Considering that such transits outside 12nm may be interpreted by Beijing as confirmation of Canberra’s cautious South China Sea policy, it’s no surprise that MFA holds back on the fiery rhetoric when the RAN is in the South China Sea. As I’ve previously argued, this highlights that there’s more Australia could be doing to uphold international law in the South China Sea.
Compare the pair
The Prime Minister Scott Morrison on 9 June 2021:
“Now, let me turn to the … areas where I believe liberal democracies should be stepping up with coordinated action. The first is supporting open societies, open economies and our rules-based order.”

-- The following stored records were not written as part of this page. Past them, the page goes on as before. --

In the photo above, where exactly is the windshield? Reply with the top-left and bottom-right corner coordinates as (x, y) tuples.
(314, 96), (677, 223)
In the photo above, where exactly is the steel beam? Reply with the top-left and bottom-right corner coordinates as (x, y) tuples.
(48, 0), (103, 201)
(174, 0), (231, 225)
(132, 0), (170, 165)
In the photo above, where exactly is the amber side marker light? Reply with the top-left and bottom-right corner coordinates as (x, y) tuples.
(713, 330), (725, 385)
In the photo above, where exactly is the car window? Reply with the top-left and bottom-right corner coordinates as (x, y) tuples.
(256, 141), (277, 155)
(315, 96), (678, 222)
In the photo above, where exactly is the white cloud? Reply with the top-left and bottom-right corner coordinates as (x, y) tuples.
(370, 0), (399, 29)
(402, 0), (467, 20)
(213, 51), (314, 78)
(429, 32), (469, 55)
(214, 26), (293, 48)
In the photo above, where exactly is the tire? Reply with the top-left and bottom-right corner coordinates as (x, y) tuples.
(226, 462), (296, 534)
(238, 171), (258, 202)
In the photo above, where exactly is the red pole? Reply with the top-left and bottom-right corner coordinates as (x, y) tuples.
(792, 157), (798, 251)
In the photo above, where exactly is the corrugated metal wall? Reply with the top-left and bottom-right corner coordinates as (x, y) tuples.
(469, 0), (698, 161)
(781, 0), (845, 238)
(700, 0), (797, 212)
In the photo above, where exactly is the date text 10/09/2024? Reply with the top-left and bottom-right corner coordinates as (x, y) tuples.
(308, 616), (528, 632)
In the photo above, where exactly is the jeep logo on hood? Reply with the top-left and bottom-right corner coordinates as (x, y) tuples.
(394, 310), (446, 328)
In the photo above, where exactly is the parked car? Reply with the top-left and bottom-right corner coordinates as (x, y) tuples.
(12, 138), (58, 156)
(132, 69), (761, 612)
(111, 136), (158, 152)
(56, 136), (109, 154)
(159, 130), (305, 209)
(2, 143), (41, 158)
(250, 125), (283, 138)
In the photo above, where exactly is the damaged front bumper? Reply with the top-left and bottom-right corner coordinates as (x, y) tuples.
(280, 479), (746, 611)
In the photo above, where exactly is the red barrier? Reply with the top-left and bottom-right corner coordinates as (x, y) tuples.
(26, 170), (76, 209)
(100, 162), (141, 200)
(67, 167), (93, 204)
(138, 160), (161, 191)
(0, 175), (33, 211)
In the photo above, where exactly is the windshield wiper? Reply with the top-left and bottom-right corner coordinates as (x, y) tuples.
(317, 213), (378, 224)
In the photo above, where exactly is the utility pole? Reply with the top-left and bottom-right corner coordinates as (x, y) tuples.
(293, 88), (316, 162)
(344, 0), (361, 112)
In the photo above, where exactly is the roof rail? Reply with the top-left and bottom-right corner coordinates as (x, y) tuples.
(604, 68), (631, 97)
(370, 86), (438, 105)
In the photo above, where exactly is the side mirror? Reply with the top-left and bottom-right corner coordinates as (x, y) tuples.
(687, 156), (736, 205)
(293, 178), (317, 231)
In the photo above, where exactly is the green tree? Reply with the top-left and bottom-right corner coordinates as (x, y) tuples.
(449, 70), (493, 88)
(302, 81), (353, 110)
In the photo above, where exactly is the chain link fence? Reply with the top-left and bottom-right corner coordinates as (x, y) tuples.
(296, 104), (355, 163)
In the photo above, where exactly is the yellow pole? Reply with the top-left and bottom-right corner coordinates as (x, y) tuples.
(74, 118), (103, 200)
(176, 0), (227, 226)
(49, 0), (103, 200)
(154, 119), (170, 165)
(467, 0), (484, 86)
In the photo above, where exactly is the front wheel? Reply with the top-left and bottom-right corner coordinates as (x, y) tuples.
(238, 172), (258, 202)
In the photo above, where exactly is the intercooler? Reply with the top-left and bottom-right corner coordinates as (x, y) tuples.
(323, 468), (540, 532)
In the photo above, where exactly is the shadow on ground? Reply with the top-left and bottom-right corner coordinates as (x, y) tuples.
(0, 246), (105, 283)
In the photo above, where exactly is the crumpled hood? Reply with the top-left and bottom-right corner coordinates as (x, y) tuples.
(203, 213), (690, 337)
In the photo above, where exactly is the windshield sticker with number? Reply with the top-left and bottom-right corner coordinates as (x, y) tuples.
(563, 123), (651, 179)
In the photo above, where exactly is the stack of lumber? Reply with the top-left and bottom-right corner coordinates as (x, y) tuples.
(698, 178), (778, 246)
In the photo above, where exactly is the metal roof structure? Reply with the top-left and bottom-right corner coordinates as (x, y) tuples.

The 2017 Foreign Policy White Paper:
“A framework for the future demands active and determined diplomacy and strong partnerships to help advance a secure and prosperous Indo–Pacific and strengthen the rules-based international order.”
Quick take:
I’m not inclined to over-interpret the Prime Minister’s remarks. But it’s hard not to notice the apparent evolution in language from the 2017 Foreign Policy White Paper’s generally pragmatic focus on “a rules-based order” to the more values-driven emphasis on “open societies, open economies and our rules-based order.”

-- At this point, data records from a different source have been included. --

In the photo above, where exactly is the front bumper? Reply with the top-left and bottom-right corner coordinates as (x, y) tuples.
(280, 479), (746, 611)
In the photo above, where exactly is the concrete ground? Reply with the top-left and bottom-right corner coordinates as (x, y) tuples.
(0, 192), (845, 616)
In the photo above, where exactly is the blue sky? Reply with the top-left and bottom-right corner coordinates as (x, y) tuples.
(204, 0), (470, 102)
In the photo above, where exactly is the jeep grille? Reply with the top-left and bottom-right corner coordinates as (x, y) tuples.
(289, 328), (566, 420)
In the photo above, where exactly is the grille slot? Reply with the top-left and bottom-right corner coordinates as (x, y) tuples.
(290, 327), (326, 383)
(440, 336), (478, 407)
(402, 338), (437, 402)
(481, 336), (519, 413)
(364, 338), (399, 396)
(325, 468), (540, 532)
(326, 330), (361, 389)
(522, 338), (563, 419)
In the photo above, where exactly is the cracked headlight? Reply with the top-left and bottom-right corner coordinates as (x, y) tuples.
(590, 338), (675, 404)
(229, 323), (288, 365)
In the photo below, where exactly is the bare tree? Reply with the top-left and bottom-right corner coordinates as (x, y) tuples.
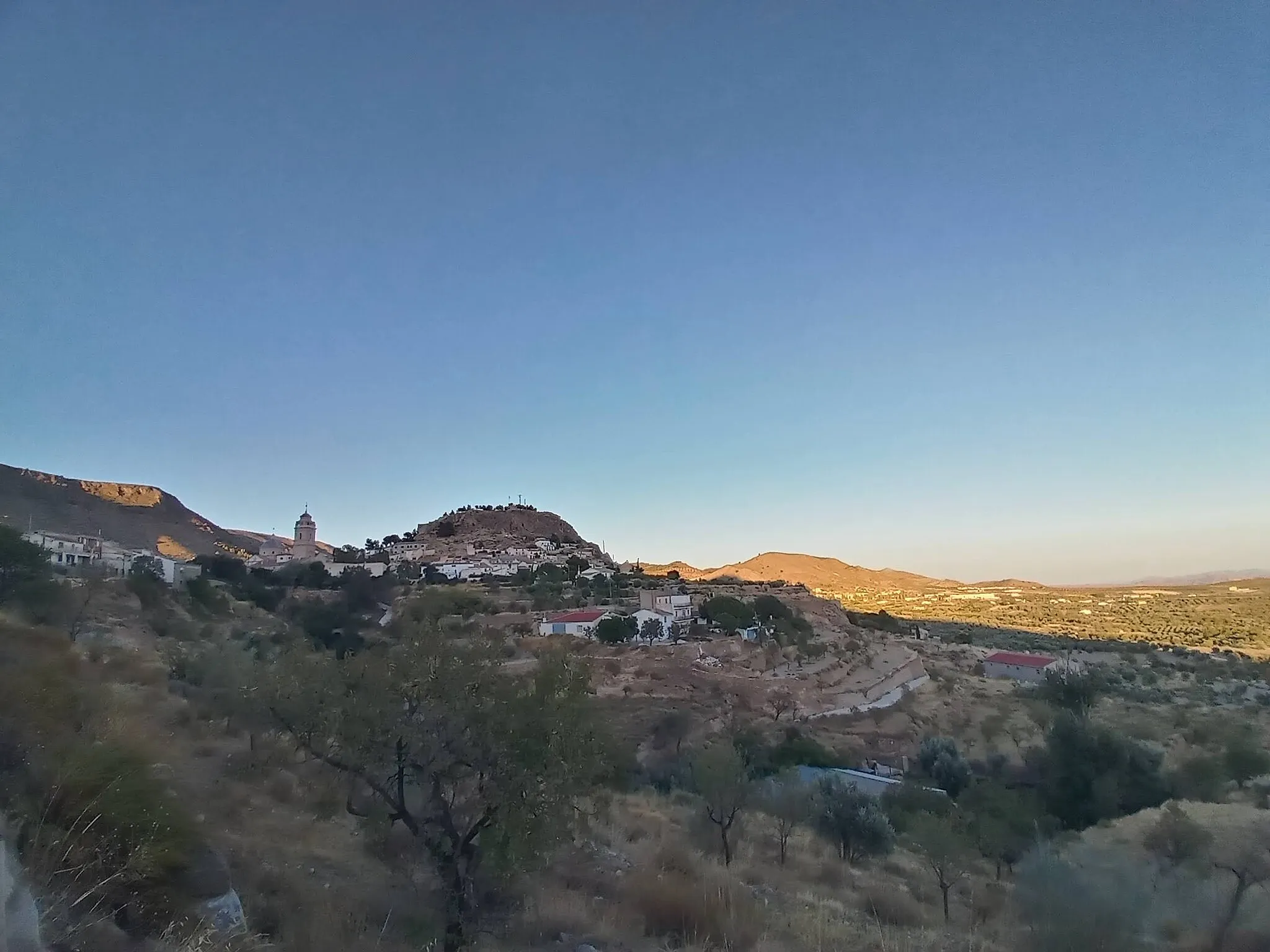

It’s too early to tell whether this signals a broader shift towards more of an ideological tinge to Australia’s approach to the international system, global governance, and great power competition. And as we’ve seen previously, the Prime Minister is not averse to striking rhetorical flourishes that probably don’t signify policy change. But the shift in both Washington and Beijing towards a more ideologically infused approach to international politics would suggest that there’s every chance this movement in language will stick.
Life imitates art
Zhang Xudong writing in ‘Avoiding a lose-lose situation: the immediate priority for China-Australia relations’:
“One political joke is that Australia spends a lot of money each year on defence to secure its maritime trade routes, with which it trades with its most important trading partner, that is, China. But the source of the threat is also China! How ironic!”
Quick take:
It’s reassuring to know that Chinese academics and intellectuals also enjoy Utopia. More seriously, kudos to China Neican for the translation. Even if one (quite understandably) objects strenuously to Zhang’s assessments, gaining a better sense of a Chinese analyst’s view of the Australia-China relationship is a useful exercise.
As always, thank you for reading and please excuse any errors (typographical or otherwise). Any and all objections, criticisms, and corrections are very much appreciated.